We seek reports from the front lines of robot design and development, and invite contributions for works-in-progress sessions. In so doing, we hope to encourage conversations between the people designing, building, and deploying robots, and the people who design or influence the legal and social structures in which robots will operate.
Robotics seems increasingly likely to become a transformative technology. This conference will build on existing scholarship exploring the role of robotics to examine how the increasing sophistication of robots and their widespread deployment everywhere from the home, to hospitals, to public spaces, and even to the battlefield disrupts existing legal regimes or requires rethinking of various policy issues.

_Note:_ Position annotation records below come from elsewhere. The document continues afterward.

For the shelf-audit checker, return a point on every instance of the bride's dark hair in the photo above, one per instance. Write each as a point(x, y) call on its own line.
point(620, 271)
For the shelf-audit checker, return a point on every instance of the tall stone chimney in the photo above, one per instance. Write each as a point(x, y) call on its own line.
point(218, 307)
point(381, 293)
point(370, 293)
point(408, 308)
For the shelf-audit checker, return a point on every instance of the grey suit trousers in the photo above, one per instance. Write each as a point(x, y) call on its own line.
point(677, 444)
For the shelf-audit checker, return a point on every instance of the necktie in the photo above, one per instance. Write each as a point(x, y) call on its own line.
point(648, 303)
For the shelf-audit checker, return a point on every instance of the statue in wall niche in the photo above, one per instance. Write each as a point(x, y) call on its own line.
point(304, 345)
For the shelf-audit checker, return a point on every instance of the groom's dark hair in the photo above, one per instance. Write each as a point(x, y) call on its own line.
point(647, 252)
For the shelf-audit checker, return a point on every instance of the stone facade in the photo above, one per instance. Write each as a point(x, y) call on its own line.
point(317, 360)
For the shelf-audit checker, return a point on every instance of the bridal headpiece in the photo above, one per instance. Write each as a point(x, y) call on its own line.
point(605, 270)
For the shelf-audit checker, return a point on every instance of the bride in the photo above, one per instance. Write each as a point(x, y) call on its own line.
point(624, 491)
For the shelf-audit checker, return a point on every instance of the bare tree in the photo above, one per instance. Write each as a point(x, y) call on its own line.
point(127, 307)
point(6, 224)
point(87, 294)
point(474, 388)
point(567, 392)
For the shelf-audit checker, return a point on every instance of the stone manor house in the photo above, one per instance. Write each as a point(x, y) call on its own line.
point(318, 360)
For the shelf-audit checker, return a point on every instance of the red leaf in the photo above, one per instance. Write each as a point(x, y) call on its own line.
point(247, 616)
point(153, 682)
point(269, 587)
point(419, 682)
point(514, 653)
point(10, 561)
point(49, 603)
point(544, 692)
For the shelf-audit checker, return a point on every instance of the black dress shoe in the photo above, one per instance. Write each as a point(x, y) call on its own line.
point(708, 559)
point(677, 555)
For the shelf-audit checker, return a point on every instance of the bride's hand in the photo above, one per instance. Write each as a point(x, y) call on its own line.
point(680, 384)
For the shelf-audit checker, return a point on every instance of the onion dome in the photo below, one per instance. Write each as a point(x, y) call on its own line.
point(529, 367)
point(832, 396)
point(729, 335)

People will undoubtedly ask these questions on an increasing basis as robots become a more common part of our lives. We’re on the verge of a day when humans will be living and working with robots designed to operate in human environments, such as homes and offices, as opposed to environments designed for them, like a factory’s manufacturing floor. We’ll also be incorporating robotics into our bodies in ways ranging from bionic limbs and artificial organs to nanobots. When that day comes, and when something inevitably goes wrong, the law will need to address it. This conference is a step in telling us all how it will do so.